H. ile M. ve A. aralarındaki el atmanın önlenmesi davasının kabulüne dair T: Asliye Hukuk Hakimliği’nden verilen 14.5.203 gün ve 23/9 sayılı hükmün Yargıtay’ca incelenmesi davalı M tarafından süresinde istenilmiş olmakla, dosya incelendi, gereği düşünüldü:
Davacı D, dava dilekçesinde mevkii ve sınırları yazılı taşınmaza davalılar tarafından yapılan müdahalenin önlenmesine karar verilmesini istemiştir. Davalılar, dava konusu taşınmazın mera olduğunu B, K Köyleri halkı ile E, Y, K ve D Mahalleleri sakinleri tarafından kullanıldığını ve davanın reddini savunmuşlardır. Mahkemece, davanın kabulüne karar verilmesi üzerine; hüküm, davalılardan M tarafından temyiz edilmiştir.

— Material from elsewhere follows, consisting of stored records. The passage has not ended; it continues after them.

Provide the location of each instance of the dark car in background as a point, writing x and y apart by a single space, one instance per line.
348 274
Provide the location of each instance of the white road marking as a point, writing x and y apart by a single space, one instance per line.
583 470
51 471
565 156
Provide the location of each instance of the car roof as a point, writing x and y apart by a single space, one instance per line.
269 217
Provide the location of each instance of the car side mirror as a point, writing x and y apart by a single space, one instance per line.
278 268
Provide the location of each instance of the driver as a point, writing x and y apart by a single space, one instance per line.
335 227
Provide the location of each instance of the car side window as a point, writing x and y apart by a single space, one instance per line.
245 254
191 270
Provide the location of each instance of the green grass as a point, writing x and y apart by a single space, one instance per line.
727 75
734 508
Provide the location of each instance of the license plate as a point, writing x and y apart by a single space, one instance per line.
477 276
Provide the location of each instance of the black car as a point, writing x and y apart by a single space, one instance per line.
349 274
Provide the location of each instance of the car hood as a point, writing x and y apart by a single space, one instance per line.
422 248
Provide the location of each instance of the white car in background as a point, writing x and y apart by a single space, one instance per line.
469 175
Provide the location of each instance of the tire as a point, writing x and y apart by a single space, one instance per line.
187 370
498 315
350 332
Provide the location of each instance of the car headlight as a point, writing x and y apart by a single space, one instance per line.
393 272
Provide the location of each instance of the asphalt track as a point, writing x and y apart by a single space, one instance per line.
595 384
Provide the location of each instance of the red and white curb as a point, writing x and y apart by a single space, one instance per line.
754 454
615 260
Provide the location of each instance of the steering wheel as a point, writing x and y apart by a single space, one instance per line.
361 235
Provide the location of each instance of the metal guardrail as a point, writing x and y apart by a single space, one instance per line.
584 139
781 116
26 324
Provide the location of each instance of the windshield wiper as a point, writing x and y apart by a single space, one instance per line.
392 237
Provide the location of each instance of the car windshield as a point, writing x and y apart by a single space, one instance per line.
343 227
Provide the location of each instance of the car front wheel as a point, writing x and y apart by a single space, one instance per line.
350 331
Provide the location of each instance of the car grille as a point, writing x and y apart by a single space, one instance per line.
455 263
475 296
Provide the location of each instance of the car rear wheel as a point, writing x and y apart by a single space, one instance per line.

Dava, tapusuz taşınmaza yapılan el atmanın önlenilmesi isteğine ilişkindir. Davacı, her ne kadar taşınmazı 20.10.2000 günlü harici senetle İ.’den, davalı ise 1969 yılında M.’den satın aldıklarını ve zilyet olduklarını, taşınmazın “çayır” olması nedeniyle biçilen otundan yararlandıklarını bildirmiş iseler de; keşifte dinlenen yerel bilirkişiler ve tanıkların, uyuşmazlık konusu taşınmazın “mera” olduğunu B ve K Köyleri ile E,Y,K ve D Mahalleleri sakinleri tarafından hayvanlarını yaymak suretiyle kullandıklarını, yazın yayla olarak yararlandıklarını, sakinlerin merayı kendi aralarında bölüştüklerini, bu nedenle “çayır” niteliğinde olan ve kendilerine düşen bu gibi yerlerin otunu biçtiklerini ve bu biçimde kullanımın ve yararlanmanın sürdürüldüğünü açıkladıkları, taşınmazın mera olduğu temyiz edenin keşif tutanağına geçen beyanı ile de doğrulandığı, mera, yaylak ve kışlak gibi kamunun hizmetine terk ve tahsis edilen hizmet mallarının mülkiyetinin Hazineye, yararlanma hakkının ise onu kullananlara ait olduğu, bu bakımdan tarafların taşınmaz üzerindeki mülkiyet hakkı iddia ve savunmalarının dinlenme olanağının bulunmadığı belirlendiğine göre, toplanan deliller karşısında davanın reddine karar verilmesi gerekirken, davanın kabulüne karar verilmiş bulunması usul ve yasaya aykırıdır.
Davalı M. temyiz itirazları bu bakımdan yerinde bulunduğundan kabulü ile yerel mahkeme hükmünün açıklanan nedenlerle BOZULMASINA, 22.9.2003 tarihinde oybirliğiyle karar verildi.